Cinema hall told to pay Rs 5L for overcharging for packaged water

Cinemas, theatre and other places of public entertainment generally overcharge customers. This is rampant, but rarely does a consumer take action. Here is a case where a consumer took on the mighty Reliance Media Works, and succeeded in asserting consumer rights.

Case Study: Manoj Kumar went for a movie at Big Cinemas, Jaipur, run by Mumbai-based Reliance Media Works. He bought a bottle of Aquafina water. The printed price showed an MRP of Rs 16, but Manoj was charged Rs 30. The bill gave a break up of Rs 26 09 for the water and Rs 391 as taxes.Manoj was upset at being overcharged, and asked for the complaint book, but it was not provided.
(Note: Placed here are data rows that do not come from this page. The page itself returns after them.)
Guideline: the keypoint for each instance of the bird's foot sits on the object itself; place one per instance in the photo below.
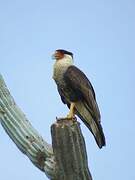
(70, 116)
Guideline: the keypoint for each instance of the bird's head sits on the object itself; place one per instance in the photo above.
(61, 53)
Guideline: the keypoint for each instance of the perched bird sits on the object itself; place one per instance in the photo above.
(77, 92)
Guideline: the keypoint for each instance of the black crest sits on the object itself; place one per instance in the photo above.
(65, 52)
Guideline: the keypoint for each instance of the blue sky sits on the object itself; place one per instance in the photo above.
(101, 34)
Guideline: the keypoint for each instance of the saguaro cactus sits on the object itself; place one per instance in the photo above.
(66, 160)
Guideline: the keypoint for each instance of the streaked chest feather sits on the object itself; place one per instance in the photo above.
(60, 68)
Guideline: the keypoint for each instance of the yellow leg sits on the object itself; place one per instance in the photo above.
(71, 113)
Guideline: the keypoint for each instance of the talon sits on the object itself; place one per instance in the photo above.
(71, 114)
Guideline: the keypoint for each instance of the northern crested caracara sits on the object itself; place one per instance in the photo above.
(77, 92)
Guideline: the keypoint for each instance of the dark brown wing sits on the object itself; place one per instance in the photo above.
(78, 81)
(87, 109)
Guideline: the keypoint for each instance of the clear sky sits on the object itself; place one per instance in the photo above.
(101, 34)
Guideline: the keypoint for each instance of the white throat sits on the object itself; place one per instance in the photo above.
(60, 66)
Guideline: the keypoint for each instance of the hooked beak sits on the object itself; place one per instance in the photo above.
(53, 56)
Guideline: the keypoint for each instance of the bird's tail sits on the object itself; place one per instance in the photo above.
(93, 125)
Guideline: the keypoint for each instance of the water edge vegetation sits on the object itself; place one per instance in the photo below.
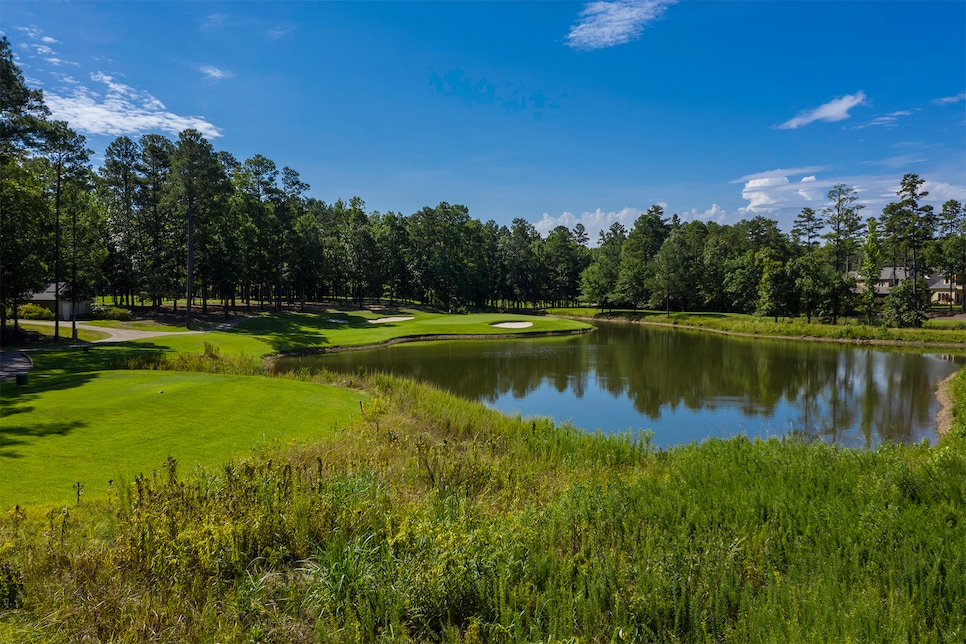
(431, 518)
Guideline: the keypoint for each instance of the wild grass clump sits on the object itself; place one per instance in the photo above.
(31, 311)
(437, 519)
(933, 332)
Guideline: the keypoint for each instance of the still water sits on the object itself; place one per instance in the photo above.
(682, 385)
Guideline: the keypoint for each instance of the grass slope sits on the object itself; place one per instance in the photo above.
(441, 520)
(293, 332)
(936, 332)
(112, 425)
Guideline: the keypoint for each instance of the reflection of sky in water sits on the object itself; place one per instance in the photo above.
(683, 386)
(599, 409)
Manoj filed a complaint before the district forum. Reliance contested the complaint, contending that the bottles were purchased from Varun Beverages, with a printed MRP of Rs 30, approved by Aquafina Pepsico company .These bottles had a higher MRP as they were meant for sale in cinema halls, while regular ones for “ordinary people“ sold in “ordinary shops“ had an MRP of Rs 16. However, no proof was furnished in support of this .

The forum upheld Manoj’s complaint and directed the cinema hall to refund the excess amount of Rs 14. In addition, Rs 5,000 was awarded as compensation for mental agony and Rs 1,500 towards litigation costs. Reliance challenged this order before the Rajasthan State Commission, but the appeal was dismissed. Reliance then filed a revision petition, claiming that there was adequate provisions for free drinking water and nobody was forced to purchase bottled water. It reiterated its stand about the special MRP for sale of water bottles in cinema halls, and alleged that the bottle with the MRP of Rs 16 had not been sold by the cinema, but had been purchased by Manoj from a local shop, and was being used to file a false and frivolous complaint. The commission observed that the main questions were whether a service provider could charge more than the MRP , and whether cinema halls can have a special MRP different from the ordinary MRP . Expressing these to be serious issues, the commission summoned the Director of Weights & Measures, and also Pepsico India Holdings for an explanation.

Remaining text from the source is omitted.